NEC training counts on a 50% basis, so you could get 32 hours of that which would count for 16 CEUs.
The other thing that helped me out is that I developed a 5-hour 70E-compliance training class and was giving that at the finish of arc flash projects we were involved in, so I was able to use those hours. I do those classes now for a local Electrical Supply house, and they are online, so you might be able to find NFPA 70E compliance classes online that could be used to get you up to the required 40 CEUs.
Good luck in attaining the CESCP. I think it's a real worthy certification and I've focused my career around it.
Peace, run, eat


----------



## Y Alb (Aug 16, 2021)

*WattsUp32482 and *[B]mayanees[/B]*, I'm working o getting those 40 hrs by NFPA and company electrical trainings but I still cant find any sample of the test, just want to familiarize myself and take couple tests to prep well for the exam, any help here please?*


----------



## mayanees (Jan 12, 2009)

Y Alb said:


> *WattsUp32482 and *[B]mayanees[/B]*, I'm working o getting those 40 hrs by NFPA and company electrical trainings but I still cant find any sample of the test, just want to familiarize myself and take couple tests to prep well for the exam, any help here please?*


It's an open book NFPA 70E test, so the only thing you need to study is that document. Most of the questions were from Chapter 1. 
Good luck with it.
John M


----------



## gtm1977 (8 mo ago)

I just passed my CESCP message me for help. BTW I am a Master Electrician not an Engineer.


mayanees said:


> It's an open book NFPA 70E test, so the only thing you need to study is that document. Most of the questions were from Chapter 1.
> Good luck with it.
> John M


----------



## mayanees (Jan 12, 2009)

gtm1977 said:


> I just passed my CESCP message me for help. BTW I am a Master Electrician not an Engineer.
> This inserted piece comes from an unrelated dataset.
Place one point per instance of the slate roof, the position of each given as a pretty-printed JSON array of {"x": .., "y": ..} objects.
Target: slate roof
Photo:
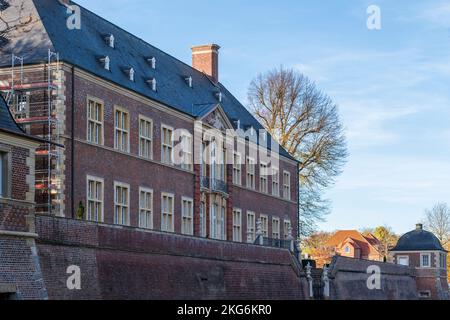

Congrats. I think it's a worthwhile certification if you're in this business. 
What's your use for it? I do 70E training classes so I like having that credential.


----------



## gtm1977 (8 mo ago)

I was looking into teaching 70E along with 70. Ive been doing this long enough and I currently travel 25% of the month for a electrical contractor as their compliance director. I thought the CESCP exam would of had a lot more calculations on it. Wasn't as bad as I was expecting but I guess I am used to taking Master Electrician exams so that probably prepared me a bit at least on the difficulty side of it. Not sure if I wanna be that guy sitting on code panels.


----------